A voice growled behind her. “What are you doing here?”

Leafstar spun around. “Billystorm!”

The ginger-and-white tom’s gaze traveled over her; his expression was wary.

“I—I didn’t know you come out at night,” she stammered.

Billystorm shrugged. “Sometimes. My housefolk’s den isn’t far away. But you still haven’t answered my question,” he went on, with an edge of hostility to his tone. “I thought you didn’t believe me about Sharpclaw’s night visits here. And now you’re taking part in one!”

“Of course I’m not taking part!” Leafstar retorted. “I saw them leaving the gorge, and I followed.”

“So you believe me now?”

Leafstar twitched her whiskers. I’m his Clan leader; he doesn’t have the right to interrogate me! “I didn’t disbelieve you, okay? The important thing is, what are they doing?”

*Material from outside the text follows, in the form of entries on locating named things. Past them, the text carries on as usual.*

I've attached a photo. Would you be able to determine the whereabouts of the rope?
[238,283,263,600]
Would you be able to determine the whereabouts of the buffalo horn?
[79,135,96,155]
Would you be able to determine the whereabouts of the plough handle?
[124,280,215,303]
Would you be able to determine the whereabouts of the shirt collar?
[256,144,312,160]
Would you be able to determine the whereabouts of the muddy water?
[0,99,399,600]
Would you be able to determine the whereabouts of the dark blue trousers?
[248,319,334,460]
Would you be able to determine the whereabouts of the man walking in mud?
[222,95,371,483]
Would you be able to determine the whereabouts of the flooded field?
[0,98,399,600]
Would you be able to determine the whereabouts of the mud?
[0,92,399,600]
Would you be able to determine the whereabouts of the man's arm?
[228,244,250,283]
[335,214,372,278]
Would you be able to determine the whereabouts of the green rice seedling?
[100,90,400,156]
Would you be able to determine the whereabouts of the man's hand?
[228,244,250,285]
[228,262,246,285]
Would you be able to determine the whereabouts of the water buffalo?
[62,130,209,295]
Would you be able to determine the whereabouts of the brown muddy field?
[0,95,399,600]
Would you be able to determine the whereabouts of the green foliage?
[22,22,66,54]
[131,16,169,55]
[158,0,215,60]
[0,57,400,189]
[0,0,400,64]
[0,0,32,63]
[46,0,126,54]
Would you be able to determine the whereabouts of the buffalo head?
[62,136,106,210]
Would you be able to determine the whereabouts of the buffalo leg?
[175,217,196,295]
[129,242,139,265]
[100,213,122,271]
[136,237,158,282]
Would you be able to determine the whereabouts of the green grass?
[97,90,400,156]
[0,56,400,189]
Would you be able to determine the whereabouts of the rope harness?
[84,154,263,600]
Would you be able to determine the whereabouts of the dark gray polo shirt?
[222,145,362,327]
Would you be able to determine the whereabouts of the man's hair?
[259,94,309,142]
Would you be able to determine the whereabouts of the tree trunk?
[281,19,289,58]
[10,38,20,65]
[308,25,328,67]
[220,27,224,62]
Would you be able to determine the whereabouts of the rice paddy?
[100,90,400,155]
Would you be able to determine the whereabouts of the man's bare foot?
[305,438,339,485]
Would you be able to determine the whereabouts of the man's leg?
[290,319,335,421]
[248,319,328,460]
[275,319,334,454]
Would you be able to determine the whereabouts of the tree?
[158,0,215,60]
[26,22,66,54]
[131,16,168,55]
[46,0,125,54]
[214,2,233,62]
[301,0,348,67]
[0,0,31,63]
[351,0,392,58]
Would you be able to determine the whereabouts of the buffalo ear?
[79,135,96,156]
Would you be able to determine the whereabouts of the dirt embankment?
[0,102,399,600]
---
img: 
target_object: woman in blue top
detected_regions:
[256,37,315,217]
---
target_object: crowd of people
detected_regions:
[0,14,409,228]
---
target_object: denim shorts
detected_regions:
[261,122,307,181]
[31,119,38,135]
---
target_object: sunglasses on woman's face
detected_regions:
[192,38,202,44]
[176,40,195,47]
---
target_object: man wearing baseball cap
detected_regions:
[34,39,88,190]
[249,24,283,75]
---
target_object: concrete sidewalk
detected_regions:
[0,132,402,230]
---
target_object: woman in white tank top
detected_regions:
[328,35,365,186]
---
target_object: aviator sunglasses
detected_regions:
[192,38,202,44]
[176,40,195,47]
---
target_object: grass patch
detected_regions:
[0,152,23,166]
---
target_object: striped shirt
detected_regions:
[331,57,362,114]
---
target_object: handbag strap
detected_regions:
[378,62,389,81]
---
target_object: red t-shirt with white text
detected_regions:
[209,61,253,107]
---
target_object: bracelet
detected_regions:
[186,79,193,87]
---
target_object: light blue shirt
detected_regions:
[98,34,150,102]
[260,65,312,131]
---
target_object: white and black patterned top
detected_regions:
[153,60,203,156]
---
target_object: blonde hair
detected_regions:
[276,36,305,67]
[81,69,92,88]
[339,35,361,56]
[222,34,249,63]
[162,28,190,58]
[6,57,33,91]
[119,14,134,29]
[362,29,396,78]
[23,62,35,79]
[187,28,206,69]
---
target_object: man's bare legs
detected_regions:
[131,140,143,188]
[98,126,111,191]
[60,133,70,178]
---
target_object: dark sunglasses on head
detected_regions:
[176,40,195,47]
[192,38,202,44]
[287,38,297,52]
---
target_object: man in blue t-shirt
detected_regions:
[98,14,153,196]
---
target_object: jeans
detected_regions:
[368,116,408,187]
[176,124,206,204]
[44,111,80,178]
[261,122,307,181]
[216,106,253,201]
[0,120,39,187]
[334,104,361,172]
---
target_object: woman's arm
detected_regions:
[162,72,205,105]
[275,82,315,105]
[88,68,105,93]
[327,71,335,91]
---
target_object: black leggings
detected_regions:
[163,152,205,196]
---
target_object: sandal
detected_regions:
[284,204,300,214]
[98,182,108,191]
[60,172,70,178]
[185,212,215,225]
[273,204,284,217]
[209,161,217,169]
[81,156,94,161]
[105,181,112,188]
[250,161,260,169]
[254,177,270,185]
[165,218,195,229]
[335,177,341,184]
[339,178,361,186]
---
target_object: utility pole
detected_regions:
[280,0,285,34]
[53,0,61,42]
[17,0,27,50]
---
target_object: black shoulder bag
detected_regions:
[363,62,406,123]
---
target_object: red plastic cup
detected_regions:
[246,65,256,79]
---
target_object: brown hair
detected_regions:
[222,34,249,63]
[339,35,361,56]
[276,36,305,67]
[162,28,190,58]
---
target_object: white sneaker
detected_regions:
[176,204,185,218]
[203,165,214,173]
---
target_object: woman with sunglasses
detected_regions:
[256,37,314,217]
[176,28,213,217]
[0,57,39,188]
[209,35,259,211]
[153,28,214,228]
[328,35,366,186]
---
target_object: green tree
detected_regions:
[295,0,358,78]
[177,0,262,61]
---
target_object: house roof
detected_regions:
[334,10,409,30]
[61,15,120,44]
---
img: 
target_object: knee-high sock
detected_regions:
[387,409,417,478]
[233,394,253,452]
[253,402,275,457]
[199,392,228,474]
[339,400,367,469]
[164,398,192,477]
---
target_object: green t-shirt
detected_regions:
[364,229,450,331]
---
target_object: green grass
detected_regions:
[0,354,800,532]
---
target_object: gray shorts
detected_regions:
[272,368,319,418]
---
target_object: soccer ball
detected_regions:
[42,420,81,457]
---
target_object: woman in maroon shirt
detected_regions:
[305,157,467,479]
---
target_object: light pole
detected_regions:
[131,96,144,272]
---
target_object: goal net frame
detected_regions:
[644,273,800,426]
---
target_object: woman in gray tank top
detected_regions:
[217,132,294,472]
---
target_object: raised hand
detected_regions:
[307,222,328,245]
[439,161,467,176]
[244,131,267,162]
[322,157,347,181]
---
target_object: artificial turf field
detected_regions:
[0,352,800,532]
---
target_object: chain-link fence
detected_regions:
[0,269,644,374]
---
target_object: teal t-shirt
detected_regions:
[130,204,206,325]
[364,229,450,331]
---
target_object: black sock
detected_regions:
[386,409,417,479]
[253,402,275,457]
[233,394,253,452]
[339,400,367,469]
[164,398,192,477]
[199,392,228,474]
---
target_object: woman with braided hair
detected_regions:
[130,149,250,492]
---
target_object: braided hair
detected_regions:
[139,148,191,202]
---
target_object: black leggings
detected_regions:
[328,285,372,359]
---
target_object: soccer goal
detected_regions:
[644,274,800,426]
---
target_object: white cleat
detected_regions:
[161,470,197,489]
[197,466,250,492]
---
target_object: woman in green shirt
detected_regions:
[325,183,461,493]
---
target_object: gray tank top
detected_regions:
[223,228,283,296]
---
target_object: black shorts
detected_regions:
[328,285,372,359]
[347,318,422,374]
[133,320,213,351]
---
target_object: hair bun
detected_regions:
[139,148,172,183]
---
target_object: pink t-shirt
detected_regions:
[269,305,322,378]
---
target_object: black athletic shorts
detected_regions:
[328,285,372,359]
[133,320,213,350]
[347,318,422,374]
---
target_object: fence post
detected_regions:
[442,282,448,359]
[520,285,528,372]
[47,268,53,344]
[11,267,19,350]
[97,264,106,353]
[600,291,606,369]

“I’m not sure,” Billystorm replied with another shrug. “I haven’t seen them for a while. And it’s not always the same cats that Sharpclaw brings. Last time, it was Patchfoot, Tinycloud, and Bouncefire.”

Leafstar’s anxiety rose. How many cats are involved in this?

“I’ve seen them crossing Thunderpaths,” Billystorm went on. “Back and forth, like they weren’t going anywhere. And learning how to climb walls. But always in different places, as if they weren’t targeting any cat in particular.”

I’ve seen some of that myself, Leafstar realized, staring at Billystorm. “They’re training, aren’t they?” she whispered. “But why? They would never launch an attack on the Twolegplace.”

“You might not,” Billystorm meowed with a flick of his ears. “But maybe they would.”

Leafstar wondered if he was right. She and Sharpclaw had differences of opinion, but she could still trust him, couldn’t she? The sharp fangs of her anxiety bit deeper. “I’m going to find Sharpclaw and the others and ask him what’s going on,” she decided.

Billystorm padded to her side as she crouched at the edge of the roof and gazed down, trying to work out where the patrol had gone. At least there was no sign of the dog anymore, and the door to the den was closed.

“I’m coming with you,” Billystorm told her.

“No—stay here,” Leafstar responded.

She could see the hurt in Billystorm’s green eyes. “I’m supposed to be your Clanmate,” he protested. “Or doesn’t that count when I’m not actually in the gorge?”

I don’t have time for this right now, Leafstar thought. “This is an issue between me and Sharpclaw,” she told Billystorm, trying to keep her voice crisp and impersonal. “No other cat.”